You will need:
- 1 onion - chopped fine
- 3 tbsp olive oil
- 1 chicken breast - chopped into small cubes
- 3 cloves garlic - minced fine
- 1 tbsp chopped fresh ginger
- salt and pepper
- 1 tbsp dry mushrooms -soaked in hot water and chopped fine
- 1 fresh chili - chopped fine
- 6 mushrooms - sliced
- 1tsp Chinese five spice powder
- 10 Szechuan peppercorns
- 1 litre of chicken broth
- instant noodles 2-3 sections
- 2 spring onions - sliced fine
- handful of sprouts
- 6 finely sliced cabbage leaves
- large handful of sliced fresh spinach
- soy sauce to season
- cilantro to top
This recipe is perfect for two.
Step 1: start by slicing and chopping all your ingredients. I just make little piles of all my different vegetables and seasonings. Chop chicken breast into strips and then into small cubes.

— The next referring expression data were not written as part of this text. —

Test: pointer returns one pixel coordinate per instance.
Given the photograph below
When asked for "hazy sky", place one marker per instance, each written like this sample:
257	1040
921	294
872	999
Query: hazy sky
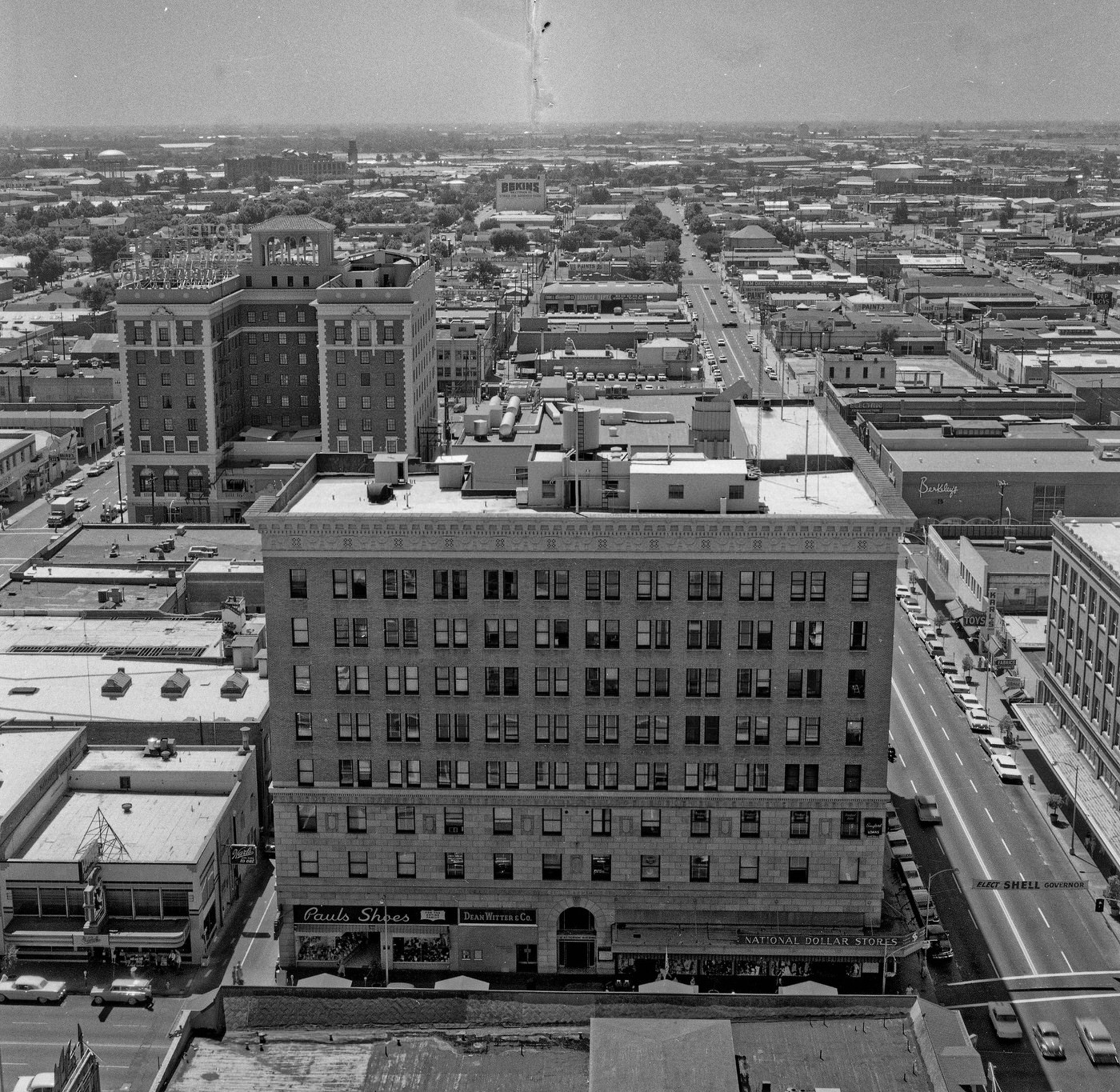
224	64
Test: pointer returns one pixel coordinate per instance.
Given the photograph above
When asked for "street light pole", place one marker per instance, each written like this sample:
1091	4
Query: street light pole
929	887
1073	823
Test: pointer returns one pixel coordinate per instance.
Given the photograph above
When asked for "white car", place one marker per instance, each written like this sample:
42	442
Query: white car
978	720
968	702
31	988
993	745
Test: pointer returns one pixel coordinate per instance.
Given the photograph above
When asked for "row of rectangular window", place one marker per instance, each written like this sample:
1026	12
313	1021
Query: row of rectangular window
700	821
598	633
554	584
700	870
506	681
403	773
554	728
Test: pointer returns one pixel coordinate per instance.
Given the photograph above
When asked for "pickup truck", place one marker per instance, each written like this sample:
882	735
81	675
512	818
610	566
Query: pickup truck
62	512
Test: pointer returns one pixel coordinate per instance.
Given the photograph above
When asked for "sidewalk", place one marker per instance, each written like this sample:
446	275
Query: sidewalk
190	979
1043	752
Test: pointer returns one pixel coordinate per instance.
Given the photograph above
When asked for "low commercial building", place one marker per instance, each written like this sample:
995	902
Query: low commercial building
759	283
831	326
1014	573
606	297
122	854
854	367
502	836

Step 2: in a medium sauce pan add chopped onions and olive oil. Cook on medium heat for 5-7 minutes until just starting to brown.
Step 3: add chicken, garlic, ginger and salt and pepper. Cook another 5-7 minutes to let meat start to brown.
Step 4: add chili and cook another 2-3 minutes. Add chopped dry and fresh mushroom. Cook another 5 minutes until most of the water cooks out and the mushrooms start to brown around the edges. (Save the water from the mushrooms to add in a minute)
Step 5: add Chinese five spice, szechuan peppercorns. Stir well and cook in oil for 1 minute. Then add water from the dry mushrooms and chicken broth.
Step 6: add noodles to cook for the last 5 minutes. I used 2 sections because my soup was for two people.
Step 7: add thinly sliced cabbage. some spinach and spring onions to the bottom of each bowl. The hot soup will soften the spinach and the cabbage stays nice and crunchy.
Step 8: top with more spinach some sprouts, a few more spring onions and some cilantro. Add a slice of lime for a nice contrast and serve.
when you mix it all up you have a ton of contrasting flavours and textures.